Used in Pharmaceutical Production:
As an important intermediate in the production of various pharmaceuticals, 2,3-dibromo-3-phenylpropan-1-ol is utilized to synthesize compounds with potential biological activities. Its chiral nature enables the development of enantiomerically pure drugs, which can exhibit improved efficacy and reduced side effects compared to their racemic counterparts.
Used in Agrochemical Production:
In the agrochemical industry, 2,3-dibromo-3-phenylpropan-1-ol is employed as a key intermediate for the synthesis of biologically active compounds. Its chiral properties facilitate the creation of enantiomerically pure agrochemicals, which can enhance the effectiveness and selectivity of these products in agricultural applications.
Used as a Reagent:
2,3-dibromo-3-phenylpropan-1-ol also functions as a reagent in the preparation of other organic compounds.
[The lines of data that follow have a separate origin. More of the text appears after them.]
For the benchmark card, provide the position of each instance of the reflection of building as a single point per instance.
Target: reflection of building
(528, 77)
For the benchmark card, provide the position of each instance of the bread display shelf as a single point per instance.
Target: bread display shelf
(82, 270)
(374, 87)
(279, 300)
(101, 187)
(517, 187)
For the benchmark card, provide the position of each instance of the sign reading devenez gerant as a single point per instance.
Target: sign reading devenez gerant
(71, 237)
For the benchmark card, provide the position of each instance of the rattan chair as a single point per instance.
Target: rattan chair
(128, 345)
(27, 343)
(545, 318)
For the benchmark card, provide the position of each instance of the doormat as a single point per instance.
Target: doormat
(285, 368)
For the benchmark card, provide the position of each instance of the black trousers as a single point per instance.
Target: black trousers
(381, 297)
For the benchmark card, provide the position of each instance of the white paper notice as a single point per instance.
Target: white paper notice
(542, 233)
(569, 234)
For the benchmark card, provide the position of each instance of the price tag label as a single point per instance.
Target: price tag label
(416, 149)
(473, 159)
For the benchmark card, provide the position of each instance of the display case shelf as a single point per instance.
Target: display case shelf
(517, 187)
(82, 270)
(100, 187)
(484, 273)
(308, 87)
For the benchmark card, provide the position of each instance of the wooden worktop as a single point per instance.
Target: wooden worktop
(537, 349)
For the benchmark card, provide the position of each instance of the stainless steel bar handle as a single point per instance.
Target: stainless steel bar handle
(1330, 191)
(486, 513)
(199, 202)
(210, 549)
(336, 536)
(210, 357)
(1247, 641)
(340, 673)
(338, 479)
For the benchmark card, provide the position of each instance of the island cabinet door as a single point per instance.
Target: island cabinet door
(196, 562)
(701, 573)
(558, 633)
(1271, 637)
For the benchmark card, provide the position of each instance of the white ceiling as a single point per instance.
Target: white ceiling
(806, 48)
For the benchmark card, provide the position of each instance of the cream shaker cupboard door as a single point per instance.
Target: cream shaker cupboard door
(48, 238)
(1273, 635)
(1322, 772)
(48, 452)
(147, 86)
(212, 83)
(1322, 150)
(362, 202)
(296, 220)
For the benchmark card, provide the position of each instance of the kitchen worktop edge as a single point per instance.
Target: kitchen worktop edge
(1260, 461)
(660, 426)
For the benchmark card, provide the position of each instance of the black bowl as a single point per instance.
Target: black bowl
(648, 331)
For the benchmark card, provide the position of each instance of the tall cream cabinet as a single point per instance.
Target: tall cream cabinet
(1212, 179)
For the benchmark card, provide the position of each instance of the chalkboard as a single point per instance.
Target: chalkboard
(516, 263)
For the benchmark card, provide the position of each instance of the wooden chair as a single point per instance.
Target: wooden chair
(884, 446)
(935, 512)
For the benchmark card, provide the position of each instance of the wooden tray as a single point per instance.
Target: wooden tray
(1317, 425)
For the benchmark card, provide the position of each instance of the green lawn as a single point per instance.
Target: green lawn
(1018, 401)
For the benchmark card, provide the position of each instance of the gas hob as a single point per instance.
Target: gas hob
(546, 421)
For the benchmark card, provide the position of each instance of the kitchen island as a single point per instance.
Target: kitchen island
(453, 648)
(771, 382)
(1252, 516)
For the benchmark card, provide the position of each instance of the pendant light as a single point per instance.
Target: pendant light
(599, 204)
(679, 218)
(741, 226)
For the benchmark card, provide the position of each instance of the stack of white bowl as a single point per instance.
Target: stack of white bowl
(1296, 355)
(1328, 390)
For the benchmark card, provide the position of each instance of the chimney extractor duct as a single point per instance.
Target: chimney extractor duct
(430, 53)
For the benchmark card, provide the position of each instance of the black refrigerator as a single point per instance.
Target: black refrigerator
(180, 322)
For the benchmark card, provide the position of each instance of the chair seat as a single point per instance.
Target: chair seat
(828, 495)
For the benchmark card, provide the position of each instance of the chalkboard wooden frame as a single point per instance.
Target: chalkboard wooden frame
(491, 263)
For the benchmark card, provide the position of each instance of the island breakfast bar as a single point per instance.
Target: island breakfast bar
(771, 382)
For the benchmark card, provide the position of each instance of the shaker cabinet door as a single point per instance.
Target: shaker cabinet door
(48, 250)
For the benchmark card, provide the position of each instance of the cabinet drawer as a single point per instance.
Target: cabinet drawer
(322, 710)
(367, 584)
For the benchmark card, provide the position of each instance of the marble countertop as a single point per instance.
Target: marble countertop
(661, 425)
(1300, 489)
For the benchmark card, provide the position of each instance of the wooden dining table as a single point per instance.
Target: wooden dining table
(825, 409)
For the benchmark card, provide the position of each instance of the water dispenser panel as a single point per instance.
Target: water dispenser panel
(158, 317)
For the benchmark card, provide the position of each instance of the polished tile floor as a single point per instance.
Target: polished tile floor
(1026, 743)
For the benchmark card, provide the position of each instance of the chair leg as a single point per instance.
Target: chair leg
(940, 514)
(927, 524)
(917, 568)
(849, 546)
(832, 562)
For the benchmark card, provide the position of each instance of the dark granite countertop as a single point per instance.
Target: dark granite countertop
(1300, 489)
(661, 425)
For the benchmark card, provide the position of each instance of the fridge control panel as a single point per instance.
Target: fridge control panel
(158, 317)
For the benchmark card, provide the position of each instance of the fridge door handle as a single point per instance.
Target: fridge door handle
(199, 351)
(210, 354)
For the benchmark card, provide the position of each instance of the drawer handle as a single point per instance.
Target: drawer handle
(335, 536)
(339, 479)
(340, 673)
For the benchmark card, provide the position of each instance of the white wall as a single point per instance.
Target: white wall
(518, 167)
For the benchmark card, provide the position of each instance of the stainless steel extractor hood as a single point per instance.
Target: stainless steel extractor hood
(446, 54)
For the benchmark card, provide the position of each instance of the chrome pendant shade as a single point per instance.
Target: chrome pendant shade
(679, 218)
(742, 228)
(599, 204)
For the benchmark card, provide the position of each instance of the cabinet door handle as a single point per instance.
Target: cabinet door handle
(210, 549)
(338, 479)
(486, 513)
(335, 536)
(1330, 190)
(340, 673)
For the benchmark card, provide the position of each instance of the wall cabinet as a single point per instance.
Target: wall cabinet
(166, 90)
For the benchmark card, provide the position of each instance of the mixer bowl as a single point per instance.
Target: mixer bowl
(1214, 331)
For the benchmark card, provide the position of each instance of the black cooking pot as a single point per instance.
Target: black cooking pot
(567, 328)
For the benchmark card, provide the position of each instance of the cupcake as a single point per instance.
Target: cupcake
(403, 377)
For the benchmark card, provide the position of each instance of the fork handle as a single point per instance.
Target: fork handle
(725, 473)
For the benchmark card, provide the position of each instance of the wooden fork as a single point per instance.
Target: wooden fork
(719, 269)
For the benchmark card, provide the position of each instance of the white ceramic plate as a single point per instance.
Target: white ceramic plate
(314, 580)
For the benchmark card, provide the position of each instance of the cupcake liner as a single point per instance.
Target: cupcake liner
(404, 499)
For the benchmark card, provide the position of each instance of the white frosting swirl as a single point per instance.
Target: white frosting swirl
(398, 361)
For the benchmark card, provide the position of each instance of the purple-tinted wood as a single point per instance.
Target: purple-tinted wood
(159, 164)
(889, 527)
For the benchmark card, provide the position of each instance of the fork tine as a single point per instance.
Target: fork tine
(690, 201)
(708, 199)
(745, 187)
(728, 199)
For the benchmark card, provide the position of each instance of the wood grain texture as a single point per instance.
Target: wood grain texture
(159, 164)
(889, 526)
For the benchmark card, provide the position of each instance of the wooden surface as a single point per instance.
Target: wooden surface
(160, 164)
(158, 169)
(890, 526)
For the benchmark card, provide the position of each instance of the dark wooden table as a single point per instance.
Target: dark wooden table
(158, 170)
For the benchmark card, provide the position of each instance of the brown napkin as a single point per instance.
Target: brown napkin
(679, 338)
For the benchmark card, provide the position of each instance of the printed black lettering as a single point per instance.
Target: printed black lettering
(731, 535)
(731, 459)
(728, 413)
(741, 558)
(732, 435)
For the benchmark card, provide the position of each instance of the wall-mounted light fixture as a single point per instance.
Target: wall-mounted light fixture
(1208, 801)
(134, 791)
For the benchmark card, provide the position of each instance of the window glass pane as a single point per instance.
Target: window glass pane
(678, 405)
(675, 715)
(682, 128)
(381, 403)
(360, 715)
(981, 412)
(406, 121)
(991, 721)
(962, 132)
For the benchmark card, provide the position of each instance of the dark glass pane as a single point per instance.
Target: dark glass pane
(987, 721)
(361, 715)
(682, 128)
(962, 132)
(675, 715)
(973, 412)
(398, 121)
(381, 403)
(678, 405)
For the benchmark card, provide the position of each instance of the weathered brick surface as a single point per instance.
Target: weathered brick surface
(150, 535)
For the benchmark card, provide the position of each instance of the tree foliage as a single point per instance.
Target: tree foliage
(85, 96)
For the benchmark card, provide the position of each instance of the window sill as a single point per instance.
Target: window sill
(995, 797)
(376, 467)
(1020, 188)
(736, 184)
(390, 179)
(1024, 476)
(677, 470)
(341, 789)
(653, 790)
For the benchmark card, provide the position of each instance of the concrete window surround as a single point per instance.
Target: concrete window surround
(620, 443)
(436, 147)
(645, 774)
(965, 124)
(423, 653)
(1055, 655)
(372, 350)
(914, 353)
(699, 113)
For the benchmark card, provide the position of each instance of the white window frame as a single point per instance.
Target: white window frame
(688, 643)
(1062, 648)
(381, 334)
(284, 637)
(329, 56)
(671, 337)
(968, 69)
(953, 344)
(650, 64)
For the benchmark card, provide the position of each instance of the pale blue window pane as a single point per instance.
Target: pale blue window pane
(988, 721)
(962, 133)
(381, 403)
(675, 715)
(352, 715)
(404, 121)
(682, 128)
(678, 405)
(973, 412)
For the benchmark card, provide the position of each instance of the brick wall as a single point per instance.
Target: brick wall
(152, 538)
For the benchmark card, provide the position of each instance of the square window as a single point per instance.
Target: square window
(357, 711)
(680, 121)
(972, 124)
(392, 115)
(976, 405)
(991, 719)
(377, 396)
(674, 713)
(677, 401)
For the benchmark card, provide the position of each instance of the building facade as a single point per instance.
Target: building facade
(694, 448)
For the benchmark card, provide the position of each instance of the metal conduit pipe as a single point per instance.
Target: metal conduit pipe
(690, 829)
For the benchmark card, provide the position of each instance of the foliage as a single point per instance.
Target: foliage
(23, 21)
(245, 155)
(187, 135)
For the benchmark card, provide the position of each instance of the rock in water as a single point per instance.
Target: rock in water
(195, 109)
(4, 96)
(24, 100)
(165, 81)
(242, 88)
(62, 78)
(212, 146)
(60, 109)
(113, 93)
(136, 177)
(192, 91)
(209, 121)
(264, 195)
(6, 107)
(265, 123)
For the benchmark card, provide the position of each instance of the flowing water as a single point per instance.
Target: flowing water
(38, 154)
Its unique structure and reactivity make it a valuable tool in the synthesis of a wide range of organic molecules, further expanding its utility in various chemical processes.

Upstream product

• 4407-36-7 (2E)-3-phenyl-2-propen-1-ol 
• 104-54-1 3-Phenylpropenol 
• 100-52-7 benzaldehyde 
• 103-26-4 methyl cinnamate 
• 70110-65-5 2-phenoxy-1-phenylpropane-1, 3-diol 
• 14371-10-9 (E)-3-phenylpropenal 

Downstream Products

• 18652-74-9 erythro-2-bromo-3-hydroxy-3-phenylpropan-1-ol 
• 63157-81-3 1-phenyl-propane-1,2,3-triol 
• 56762-23-3 (1,2,3-tribromo-propyl)-benzene 
• 141811-76-9 (2RS,3SR)-3-bromo-3-phenyl-1,2-epoxypropane 
• 953401-14-4 anti-3-phenyl-2,3-dibromopropionic acid 
• 155728-88-4 2-bromomethyl-3-phenyloxirane 
• 4407-36-7 (2E)-3-phenyl-2-propen-1-ol 
• 40327-02-4 acetic acid-(2,3-dibromo-3-phenyl-propyl ester)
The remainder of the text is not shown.